True substance is governed by the divine Principle, Love. Love governs impartially, wisely; it is loving and universal in its laws. Our real work lies in letting Love and Love's qualities govern our thoughts and lives. As we do so, the strain of material effort and the fear of unfair competition fade from our experience. Genuine love never competes with love: it rejoices in love's presence, wherever found. God's qualities remain undivided, whole. God's good flows out freely to all, and conscious reflection of good spiritualizes our actions.

Reflecting the qualities of Love, we enjoy the affluence of Love. Where genuine love is, there is always gain: happiness gained, cooperation gained, a just profit gained, harmony and health and the wealth of goodness gained. These are some of the effects of our understanding Love's supply of its own infinite ideas. There is always enough for all.

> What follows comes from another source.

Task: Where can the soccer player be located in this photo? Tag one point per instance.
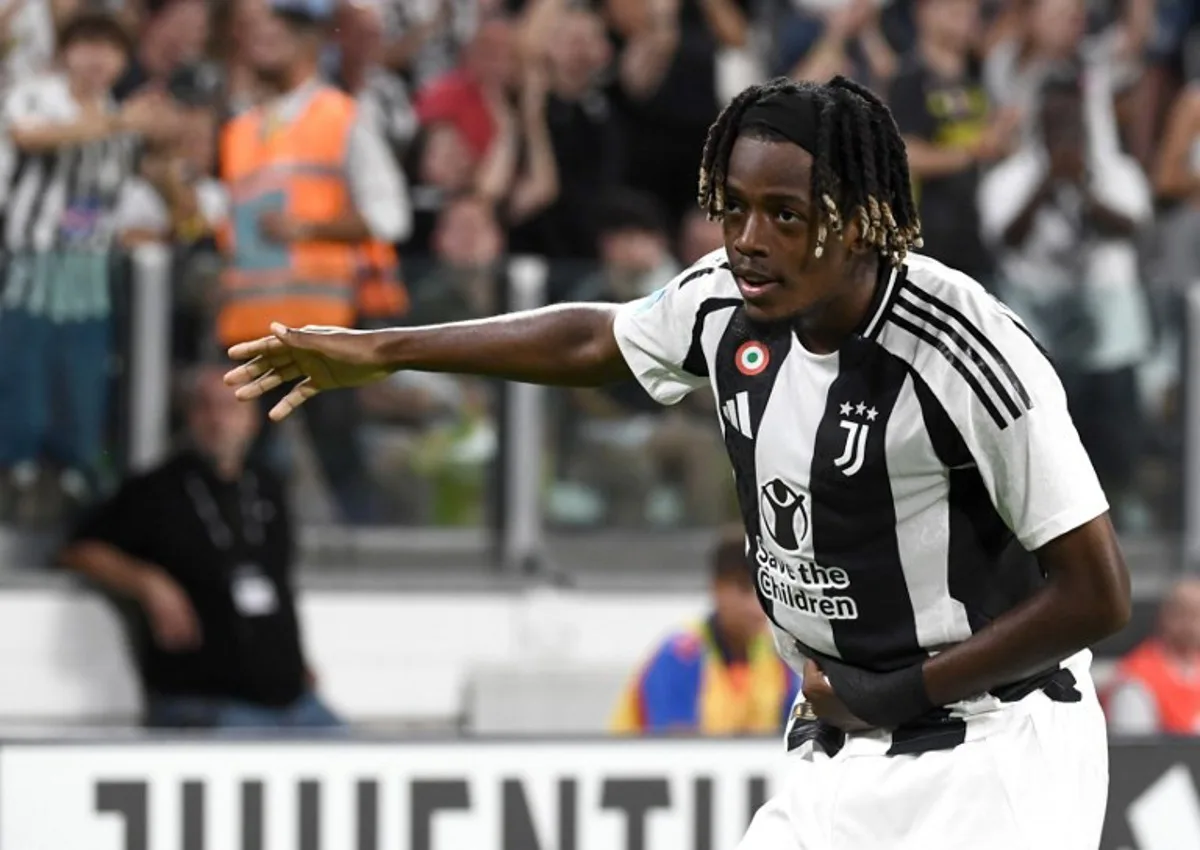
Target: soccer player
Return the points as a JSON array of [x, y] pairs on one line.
[[897, 438]]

Thought appears to rest on a dual basis of matter and Spirit. Which is influencing us? We should watch what we are accumulating in thought. Resting on a material sense of substance, thought accumulates belief in matter and its dissatisfactions, whereas when our thought rests on Spirit, we gain the spiritual realities of harmonious being. Mrs. Eddy writes, "Christian Science presents unfoldment, not accretion; it manifests no material growth from molecule to mind, but an impartation of the divine Mind to man and the universe." ibid., p. 68;

Understanding Mind's impartation, we always have enough: enough love, patience, moral courage, wisdom, obedience. These and similar qualities, constitute health and the wealth of good. They belong to each of us and are our indestructible inheritance, empowering us to be active in constructive ways.

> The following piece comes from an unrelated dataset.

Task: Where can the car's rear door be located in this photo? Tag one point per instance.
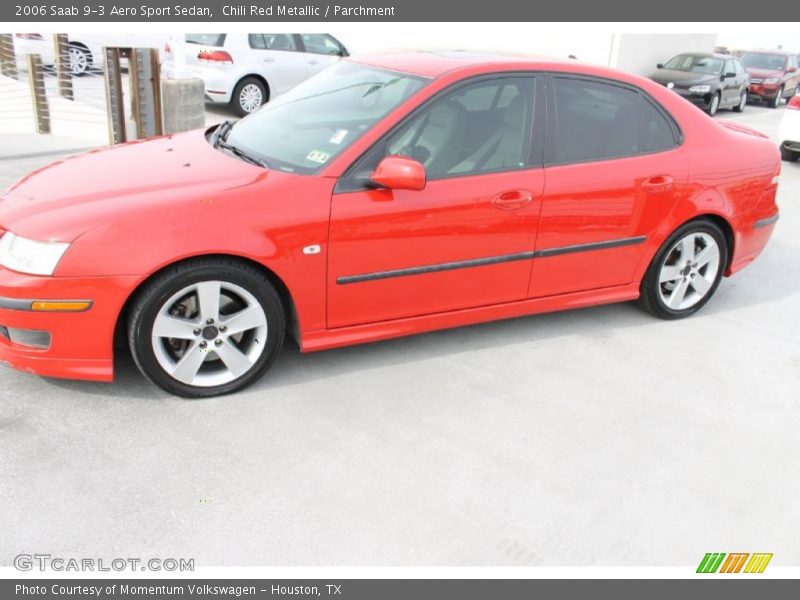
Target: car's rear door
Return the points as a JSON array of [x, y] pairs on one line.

How practical are these truths? we may ask. Do they really stand up in the exchanges and needs of daily living? The Bible story of Elijah and the woman of Zarephath points up the answer. There was famine in the land, and Elijah, sent by God to the woman, asked her for food. She replied that she had only a small handful of meal and a little oil that she was going to prepare for herself and her son to eat before they died. Elijah replied: "Fear not; go and do as thou hast said: but make me thereof a little cake first, and bring it unto me, and after make for thee and for thy son. For thus saith the Lord God of Israel, The barrel of meal shall not waste, neither shall the cruse of oil fail, until the day that the Lord sendeth rain upon the earth." I Kings 17:13, 14.

The woman went and did as Elijah told her. Elijah was a man of God, a spiritual seer. It was as if, in asking the woman to make him a little cake first, he drew her fearful thought away from her own and her son's predicament to a larger realization of Love's ever-present provision and expression. This proved more than adequate to the demand. Christ Jesus proved the same law when he fed multitudes. Glimpsing all good as in and of God and not as a personal possession, we, too, can see proof of the spiritual fact that God supports and sustains His children.

A student of Christian Science proved this when she was made a director of a small family business. She set to work to improve her understanding of the spiritual significance behind basic business concepts such as capital, staff, promotion, liquidity. As she studied, her grasp of the impersonal nature of all spiritual ideas deepened; moreover, a personal sense of responsibility was gradually replaced by a more universal and impartial outlook. At times she felt herself precariously floating on a sea of uncontrollable events, but spiritually this period was a turning point in her life. At the end of three years the business was established and under new management, and the student was relieved of responsibility for it. Her deepened understanding of spiritual good resulted in new forms of goodness: a new home, a new income, and a still wider opportunity for the practice of Christian Science.

Godlike qualities of gratitude, humility, and obedience indicate recognition of the substance of Love. All can draw on this infinite source and express it in practical ways. Love is never absent, abstract, meager. It is present, practical, and here to be enjoyed. No matter what material sense claims, Love's law of reflection is always operating, and our access to its giving is always open.